But I don’t think this is how things work. If Chase Bank, for example, posts a photo of a rainbow flag, that does not mean that some other fight somewhere else gets squelched, diverted or changed in any way. Stanley and Serwer may be correct in saying that progressives shouldn’t accept “woke capital” or diversity initiatives as the end goal of social justice, but to reach their conclusions, they need to set up a “we” — the people demanding change — and a “they” — the powers who dole it out.
Social justice movements and the way the public responds to them are far more chaotic. Several years ago, I worked for an advertising agency. Much of our work for big brands was inspired by the Black Lives Matter movement. I felt conflicted about this work — what, really, did it mean to make an ad about racial justice for the world’s biggest brands? — but I never really questioned the sincerity of the people who wrote and art-directed the ads. They were trying to make the most change they could in what they knew was a widely broadcast medium.
“Woke capital” might be annoying or feel inadequate, but I don’t see much value in drawing a bright line between the workers who produce it and the people who protest in the streets. They often are the same people. It might also be tempting to believe that the rich and powerful all got together to figure out a way to placate social unrest and collectively decided to institute a series of meaningless solutions that would calm everyone down, but I think Táíwò’s explanation — that corporations and elite institutions are responding to real pressure — is much more plausible.
In this way, the “this, not that” style of thinking profoundly underestimates the intelligence of the public. I have yet to meet a single person in this country who truly believes that Chase Bank’s pride flag actually means that homophobia is over. Nor have I met anyone who thinks that the low-level drug offenders in American prisons will suddenly be let out because some university expanded the size of its D.E.I. office.

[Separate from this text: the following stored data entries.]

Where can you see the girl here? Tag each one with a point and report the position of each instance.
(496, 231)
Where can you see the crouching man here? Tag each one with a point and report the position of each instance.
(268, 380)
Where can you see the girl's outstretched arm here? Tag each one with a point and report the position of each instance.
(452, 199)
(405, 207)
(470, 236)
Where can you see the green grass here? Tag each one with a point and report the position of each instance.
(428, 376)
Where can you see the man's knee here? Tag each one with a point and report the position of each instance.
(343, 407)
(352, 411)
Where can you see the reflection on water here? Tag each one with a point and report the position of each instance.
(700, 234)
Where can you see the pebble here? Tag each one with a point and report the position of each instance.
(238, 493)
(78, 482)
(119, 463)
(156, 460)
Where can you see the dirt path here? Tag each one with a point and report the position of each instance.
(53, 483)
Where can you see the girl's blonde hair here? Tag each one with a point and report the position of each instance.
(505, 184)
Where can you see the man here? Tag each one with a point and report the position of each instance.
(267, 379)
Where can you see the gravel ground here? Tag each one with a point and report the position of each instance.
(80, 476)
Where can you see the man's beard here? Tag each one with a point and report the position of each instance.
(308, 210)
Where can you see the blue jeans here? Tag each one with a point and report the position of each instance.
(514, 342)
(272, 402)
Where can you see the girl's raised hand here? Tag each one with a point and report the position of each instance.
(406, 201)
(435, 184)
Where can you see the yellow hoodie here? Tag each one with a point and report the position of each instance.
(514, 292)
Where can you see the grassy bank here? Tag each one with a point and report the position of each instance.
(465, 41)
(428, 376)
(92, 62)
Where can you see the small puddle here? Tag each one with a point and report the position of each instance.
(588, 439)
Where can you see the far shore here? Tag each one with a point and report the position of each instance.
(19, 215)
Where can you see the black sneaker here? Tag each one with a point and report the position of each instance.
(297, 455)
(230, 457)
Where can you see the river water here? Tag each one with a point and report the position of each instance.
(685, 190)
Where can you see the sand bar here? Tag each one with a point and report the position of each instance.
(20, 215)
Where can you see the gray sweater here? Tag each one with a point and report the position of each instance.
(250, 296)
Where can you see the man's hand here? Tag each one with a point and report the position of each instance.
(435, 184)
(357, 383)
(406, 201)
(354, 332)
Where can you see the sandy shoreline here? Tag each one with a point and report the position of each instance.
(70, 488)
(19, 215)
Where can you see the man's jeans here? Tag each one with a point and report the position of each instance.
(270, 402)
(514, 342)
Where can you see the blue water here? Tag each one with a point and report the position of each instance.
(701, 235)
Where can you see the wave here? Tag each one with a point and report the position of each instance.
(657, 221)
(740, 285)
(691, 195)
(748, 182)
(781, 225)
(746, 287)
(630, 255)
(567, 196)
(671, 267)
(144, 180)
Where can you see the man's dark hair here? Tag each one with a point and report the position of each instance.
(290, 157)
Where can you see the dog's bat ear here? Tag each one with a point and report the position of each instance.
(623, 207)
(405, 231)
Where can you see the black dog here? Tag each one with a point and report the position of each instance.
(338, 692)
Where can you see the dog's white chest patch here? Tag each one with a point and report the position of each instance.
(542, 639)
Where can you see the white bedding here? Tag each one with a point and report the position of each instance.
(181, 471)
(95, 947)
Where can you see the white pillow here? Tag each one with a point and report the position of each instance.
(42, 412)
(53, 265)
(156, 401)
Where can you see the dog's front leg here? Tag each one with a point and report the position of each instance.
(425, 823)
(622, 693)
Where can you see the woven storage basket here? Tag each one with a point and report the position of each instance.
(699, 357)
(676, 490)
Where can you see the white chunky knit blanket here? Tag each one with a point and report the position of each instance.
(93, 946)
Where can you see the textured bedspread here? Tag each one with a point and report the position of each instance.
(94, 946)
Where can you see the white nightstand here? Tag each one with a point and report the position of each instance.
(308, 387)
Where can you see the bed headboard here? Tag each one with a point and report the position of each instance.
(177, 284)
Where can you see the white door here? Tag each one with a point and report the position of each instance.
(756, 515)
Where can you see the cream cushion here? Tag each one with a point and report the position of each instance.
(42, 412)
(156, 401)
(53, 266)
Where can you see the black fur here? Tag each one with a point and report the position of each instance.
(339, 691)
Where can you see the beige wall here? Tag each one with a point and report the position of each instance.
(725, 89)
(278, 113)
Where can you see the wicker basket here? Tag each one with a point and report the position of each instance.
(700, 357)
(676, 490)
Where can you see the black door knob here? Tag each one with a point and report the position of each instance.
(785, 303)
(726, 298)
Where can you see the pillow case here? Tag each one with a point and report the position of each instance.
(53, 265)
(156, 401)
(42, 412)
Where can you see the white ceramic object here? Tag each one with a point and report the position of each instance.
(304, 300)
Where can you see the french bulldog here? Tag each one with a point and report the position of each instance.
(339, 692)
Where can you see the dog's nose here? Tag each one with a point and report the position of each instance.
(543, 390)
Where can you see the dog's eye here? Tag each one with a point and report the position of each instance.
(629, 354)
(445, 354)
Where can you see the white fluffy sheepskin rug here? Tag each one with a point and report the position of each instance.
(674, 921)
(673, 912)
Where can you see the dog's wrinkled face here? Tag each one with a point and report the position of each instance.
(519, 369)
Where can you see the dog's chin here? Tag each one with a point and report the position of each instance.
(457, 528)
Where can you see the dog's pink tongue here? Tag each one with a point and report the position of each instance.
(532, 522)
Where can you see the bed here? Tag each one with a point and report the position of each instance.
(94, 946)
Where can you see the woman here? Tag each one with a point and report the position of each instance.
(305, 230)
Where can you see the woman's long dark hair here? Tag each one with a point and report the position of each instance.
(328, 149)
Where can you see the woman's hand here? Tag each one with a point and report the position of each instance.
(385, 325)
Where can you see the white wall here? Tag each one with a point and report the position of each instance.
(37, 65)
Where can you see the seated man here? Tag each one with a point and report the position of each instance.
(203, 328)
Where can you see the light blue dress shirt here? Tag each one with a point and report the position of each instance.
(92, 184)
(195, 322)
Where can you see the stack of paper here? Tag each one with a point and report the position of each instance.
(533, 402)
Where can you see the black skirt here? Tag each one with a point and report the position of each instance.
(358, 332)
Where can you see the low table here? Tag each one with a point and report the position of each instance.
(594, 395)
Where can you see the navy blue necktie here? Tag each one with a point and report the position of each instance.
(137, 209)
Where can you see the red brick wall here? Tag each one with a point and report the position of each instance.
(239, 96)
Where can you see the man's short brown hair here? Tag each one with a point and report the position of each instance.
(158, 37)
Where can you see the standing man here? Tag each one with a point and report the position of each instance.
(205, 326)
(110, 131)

“This, not that” also places a strange amount of blame on the “thats” who should be Stanley’s ideological allies. I am extremely skeptical of diversity initiatives in elite spaces, but I have met many hard-working, intelligent and thoughtful D.E.I. workers who are fully aware of the limitations of their practices but still try to make a more inclusive campus or workplace. It’s preposterous to believe they are somehow the enemies of progress because some cabal of elites has planted them in their positions to sate public outrage and placate the wokes, or whatever.
Does D.E.I. often signal the limit of what corporations and powerful cultural institutions are willing to do when they’re under pressure? Does the D.E.I. industry profit from this relationship? Do D.E.I. programs sometimes produce silly and indefensible controversies? You can answer “yes” to all three of these questions and still acknowledge that the products of their work is an advance from what these institutions offered up in the past: nothing.

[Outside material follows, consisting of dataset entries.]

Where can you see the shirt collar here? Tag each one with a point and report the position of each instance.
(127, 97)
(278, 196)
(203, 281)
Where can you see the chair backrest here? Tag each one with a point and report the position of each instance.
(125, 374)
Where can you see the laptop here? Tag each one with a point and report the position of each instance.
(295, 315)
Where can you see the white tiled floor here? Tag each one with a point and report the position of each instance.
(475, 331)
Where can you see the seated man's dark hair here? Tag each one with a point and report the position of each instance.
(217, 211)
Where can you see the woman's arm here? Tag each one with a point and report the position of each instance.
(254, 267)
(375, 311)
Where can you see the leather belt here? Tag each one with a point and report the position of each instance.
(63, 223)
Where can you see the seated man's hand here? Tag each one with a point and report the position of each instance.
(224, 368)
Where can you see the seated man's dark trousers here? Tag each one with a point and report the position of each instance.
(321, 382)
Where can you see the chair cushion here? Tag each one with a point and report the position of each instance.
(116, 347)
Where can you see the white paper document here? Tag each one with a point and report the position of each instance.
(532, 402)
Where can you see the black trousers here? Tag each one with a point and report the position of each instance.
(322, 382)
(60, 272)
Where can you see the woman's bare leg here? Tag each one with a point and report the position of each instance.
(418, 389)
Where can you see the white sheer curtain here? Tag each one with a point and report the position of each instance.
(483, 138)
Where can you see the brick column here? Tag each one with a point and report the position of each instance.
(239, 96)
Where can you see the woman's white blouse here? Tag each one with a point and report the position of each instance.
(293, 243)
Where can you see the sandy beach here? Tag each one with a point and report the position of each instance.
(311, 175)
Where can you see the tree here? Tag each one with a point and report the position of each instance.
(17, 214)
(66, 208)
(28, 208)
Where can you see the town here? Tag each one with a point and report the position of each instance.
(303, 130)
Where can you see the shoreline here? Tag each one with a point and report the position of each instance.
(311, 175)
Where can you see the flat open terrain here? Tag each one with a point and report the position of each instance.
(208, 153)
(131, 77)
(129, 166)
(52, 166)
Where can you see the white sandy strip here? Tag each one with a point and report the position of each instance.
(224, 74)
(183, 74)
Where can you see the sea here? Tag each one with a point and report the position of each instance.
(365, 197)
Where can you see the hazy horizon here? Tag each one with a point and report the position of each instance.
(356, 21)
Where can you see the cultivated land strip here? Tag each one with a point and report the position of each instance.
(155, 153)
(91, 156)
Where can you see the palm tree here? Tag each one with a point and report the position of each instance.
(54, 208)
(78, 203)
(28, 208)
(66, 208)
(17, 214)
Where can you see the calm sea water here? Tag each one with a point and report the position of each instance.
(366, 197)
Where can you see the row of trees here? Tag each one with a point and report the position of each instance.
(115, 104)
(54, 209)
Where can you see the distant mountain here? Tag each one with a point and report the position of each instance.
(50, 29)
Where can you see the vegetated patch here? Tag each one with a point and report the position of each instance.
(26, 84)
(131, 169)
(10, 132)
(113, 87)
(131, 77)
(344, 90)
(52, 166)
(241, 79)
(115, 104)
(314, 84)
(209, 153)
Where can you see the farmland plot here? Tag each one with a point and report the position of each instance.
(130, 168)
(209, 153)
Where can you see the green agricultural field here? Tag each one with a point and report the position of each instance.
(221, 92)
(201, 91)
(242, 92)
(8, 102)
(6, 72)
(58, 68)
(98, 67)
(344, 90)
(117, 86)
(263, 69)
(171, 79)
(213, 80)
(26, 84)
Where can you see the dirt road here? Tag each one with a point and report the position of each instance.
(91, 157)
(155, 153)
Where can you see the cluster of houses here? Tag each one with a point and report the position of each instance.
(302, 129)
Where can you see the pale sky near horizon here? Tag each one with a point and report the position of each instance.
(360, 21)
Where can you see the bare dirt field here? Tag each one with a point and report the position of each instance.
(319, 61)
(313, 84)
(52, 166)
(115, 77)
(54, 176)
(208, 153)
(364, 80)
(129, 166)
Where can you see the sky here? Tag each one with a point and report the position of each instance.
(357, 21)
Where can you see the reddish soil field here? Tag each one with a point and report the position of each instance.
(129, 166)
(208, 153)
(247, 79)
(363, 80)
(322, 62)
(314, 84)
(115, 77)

Perhaps most important, “this, not that” detaches the dissenter from any personal responsibility. By endlessly gesturing toward “real” change and dismissing the smaller, but still hard-fought gains, it excuses people from taking part in any collective action and protest that does not fulfill their impossible demands. This offers a measure of self-protection, as well, for people to ignore the contradictions in their own lives. If Stanley, for example, really wants to challenge inequality on a large scale in a way that doesn’t get distracted by small victories, castigating the D.E.I. industry doesn’t seem productive. Perhaps he should argue instead that Yale, one of the flagship institutions of privilege, inequality and roughshod capitalism, should simply not exist.
This summer, there will be all manner of slogans and messages around abortion rights. Some will come from the most radical people in this country; others will come from the marketing departments of corporations. It is vital not to get caught up in the task of sorting these statements into buckets while questioning the sincerity of those that do not fit into a narrow vision of “real” change.